A couple things happened recently that tipped the balance I had for considering my future. For one, I am reading Peter Hessler’s Oracle Bones, a book about his encounters in and reflections about China during his stay in the foreign land. This particular travel writing is incredibly fluid, observant, and thoughtful. It is a page-turner. There is nothing fancy about his style of writing. But I get a sense of earthliness from the words and sentences. He’s sincere. And he’s honest. He’s not only writing about China but also writing a “self-discovery essay” about himself. In the last blog post I mentioned I haven’t done any creative writing in quite a while. I feel like my “thing” with writing, if there is anything to begin with, is slipping away. After reading Peter Hessler’s book, however, I realize that this could be the type of writing I can do. Observing my surroundings and reflect upon it. I think that is what I’ve been doing, but what distinguishes Peter Hessler from me (haha, yes, me) is the details that he notices. The clothing of the people he interviews. The facial features. The way they talk. There is a story—there are stories—in everyone. Not just anyone can dig out these stories from any other person. But Peter Hessler can and he uses these personal tales and his own thoughts to weave together a moving image of a dynamic nation, giving us readers something to reflect upon even further. It’s amazing work.

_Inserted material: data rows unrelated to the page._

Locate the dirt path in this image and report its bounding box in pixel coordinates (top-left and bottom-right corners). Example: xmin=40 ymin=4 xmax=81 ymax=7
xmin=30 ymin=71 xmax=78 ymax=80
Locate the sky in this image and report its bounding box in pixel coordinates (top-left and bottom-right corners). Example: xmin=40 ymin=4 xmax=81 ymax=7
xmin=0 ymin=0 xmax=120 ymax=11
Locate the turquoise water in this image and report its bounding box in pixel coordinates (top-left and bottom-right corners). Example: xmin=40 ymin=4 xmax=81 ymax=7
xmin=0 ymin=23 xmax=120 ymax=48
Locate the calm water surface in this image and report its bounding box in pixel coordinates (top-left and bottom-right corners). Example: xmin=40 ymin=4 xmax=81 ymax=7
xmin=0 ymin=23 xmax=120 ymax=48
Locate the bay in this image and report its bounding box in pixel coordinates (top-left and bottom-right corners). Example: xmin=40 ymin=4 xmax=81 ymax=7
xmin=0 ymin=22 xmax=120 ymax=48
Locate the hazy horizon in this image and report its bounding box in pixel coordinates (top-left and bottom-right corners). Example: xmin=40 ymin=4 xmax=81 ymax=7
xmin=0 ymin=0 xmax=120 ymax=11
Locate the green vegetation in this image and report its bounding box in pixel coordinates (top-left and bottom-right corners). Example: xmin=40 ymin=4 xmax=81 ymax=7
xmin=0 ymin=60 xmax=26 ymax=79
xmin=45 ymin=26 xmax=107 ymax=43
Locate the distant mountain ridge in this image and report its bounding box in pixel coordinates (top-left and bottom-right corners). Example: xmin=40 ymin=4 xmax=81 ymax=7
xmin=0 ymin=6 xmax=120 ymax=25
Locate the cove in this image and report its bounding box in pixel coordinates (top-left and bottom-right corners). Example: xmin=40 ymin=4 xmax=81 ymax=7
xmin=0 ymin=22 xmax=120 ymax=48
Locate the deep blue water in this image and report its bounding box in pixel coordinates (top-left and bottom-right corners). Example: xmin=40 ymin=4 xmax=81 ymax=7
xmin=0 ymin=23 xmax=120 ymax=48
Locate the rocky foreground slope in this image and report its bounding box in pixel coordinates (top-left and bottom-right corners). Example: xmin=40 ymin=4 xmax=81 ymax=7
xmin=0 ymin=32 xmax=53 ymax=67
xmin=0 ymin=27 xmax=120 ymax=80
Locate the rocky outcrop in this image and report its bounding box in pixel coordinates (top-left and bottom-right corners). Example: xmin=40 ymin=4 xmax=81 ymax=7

This afternoon Nidhi sent me a text message saying that her mom came upon The Voice by chance and later told Nidhi that she read a story so good that she cried. It was my story about my grandmother, the last piece of writing in which I actually invested considerable energy and time. For a writer, I think there is nothing better than hearing that my own writing has stirred such intense emotions in my readers. It means I succeeded. It’s a huge encouragement. I just might be good at writing this type of things if I work hard on it.
I’m leaving for China in three days. This is a perfect opportunity for me to practice travel writing. But I have quite a few weaknesses that I must overcome. For one, I have to be more observant. I am a very self-centered person and I often have problem with noticing other people’s emotions and the more unnoticeable but no less important details of my surroundings. Secondly, I have to be present myself better and just be a more social amicable person. I am generally an awkward person but when one has to dig stories out of others he or she cannot be awkward. Lastly, I have to significantly improve my writing. Even after three years of honors and AP English classes and a Scholastic award, I still constantly feel frustrated because I just can’t seem to write down my thoughts in a natural way. I can sense the wall of language barrier every time I write these blog posts. There are just times when I can’t think of the right word or the perfect way to construct a particular sentence. This difficulty with language is a great obstacle standing between me and good writing.

Anyway—in conclusion, life is good and I look forward to more.